Mais savez-vous, je n’ai pas encore mentionné une activité importante à la vigne: c’est de couper! Depuis la taille, en hiver, jusqu’aux vendanges, il faut savoir manier le sécateur. En passant par: éplaner, puis rebioller, puis biocher; voire sacrifier des grappes... Il s’agit d’empêcher le cep de disperser ses forces en végétation inutile, pour que le raisin puisse mûrir, et que le vin soit meilleur.

Le travail de la vigne demande de savoir bien couper. Pas étonnant, dès lors, que l'évangile utilise cette image pour parler de notre vie. En effet, celle-ci est faite de coupures, de déchirements; de tailles et de biochages. "Je suis le cep, dit Jésus, et vous les sarments".

Dans les 8 versets de Jean que nous avons entendus, il y a 2 images différentes, 2 comparaisons qu'il faut veiller à ne pas embrouiller. D'abord, Jésus affirme que c'est Dieu qui taille, qui émonde et qui purifie (le même verbe en grec veut dire tout ça). Dieu, comme un vigneron, nous travaille et nous façonne, pour nous empêcher de disperser nos forces en branches inutiles, pour que les fruits de notre foi puissent mieux mûrir, et que le résultat en soit meilleur.

Et puis, il y a une seconde image, lorsque Jésus appelle ses disciples à demeurer en lui; donc à rester fidèles à ses paroles, à sa volonté, à ses rêves pour nous.
 



Concentrons-nous un instant sur la première comparaison. Elle est si connue que nous ne réalisons  souvent pas à quel point elle peut poser problème; et un immense problème, même: Dieu taille, il coupe les sarments qui ne portent pas de fruits, et il les enlève...

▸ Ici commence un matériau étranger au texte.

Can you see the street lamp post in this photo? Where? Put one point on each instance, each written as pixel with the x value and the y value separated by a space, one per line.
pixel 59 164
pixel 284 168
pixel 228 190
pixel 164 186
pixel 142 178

Imaginez comment peut réagir à cela quelqu'un qui doute, ou qui a tendance à culpabiliser. Il risque bien d'entendre ce verset comme une condamnation de son manque de foi, ou de ses "péchés"; se sentir rejeté par Dieu. Ce qui est bien entendu à l'opposé de l'ensemble du message de l'évangile! Peut-être d'ailleurs avez-vous, vous-même, réagi ainsi?

Cette difficulté fait dire à beaucoup de pasteurs que ce passage est imprêchable aujourd'hui. Qu'il faut en tout cas éviter de le lire à l'occasion de baptêmes, ou de services funèbres... enfin, partout où nous pouvons parler à des gens qui ne sont pas 100 % certains d'être sauvés... À moins de supprimer à la lecture les phrases qui, comme ce terrible verset 6, mentionnent les sarments enlevés et jetés au feu!
 



Pour mieux comprendre ce passage, j'ai envie de faire trois remarques:

1° D'abord, souvenons-nous que Jésus s'adresse ici aux 11 disciples. Même Judas est déjà sorti! Donc, le Christ parle à des gens entièrement convaincus. Il n'aurait pas dit cela devant d'autres personnes.

Jésus emploie cette image pour fortifier les 11 avant l'épreuve de Vendredi saint. Pour les assurer qu'ils sont dans le vrai, et qu'il ne leur faut pas douter du bien-fondé de leur choix. Cette comparaison n'est valable que pour eux, les disciples, et c'est la trahir que de l'appliquer à des gens qui sont en marge d'une vie de foi solide; ce n'est pas pertinent. Un peu comme dans un parti politique, où on ne va pas parler de la même manière selon qu'on s'adresse à des militants qu'on veut galvaniser, ou à des gens de l'extérieur, pas tout à fait convaincus.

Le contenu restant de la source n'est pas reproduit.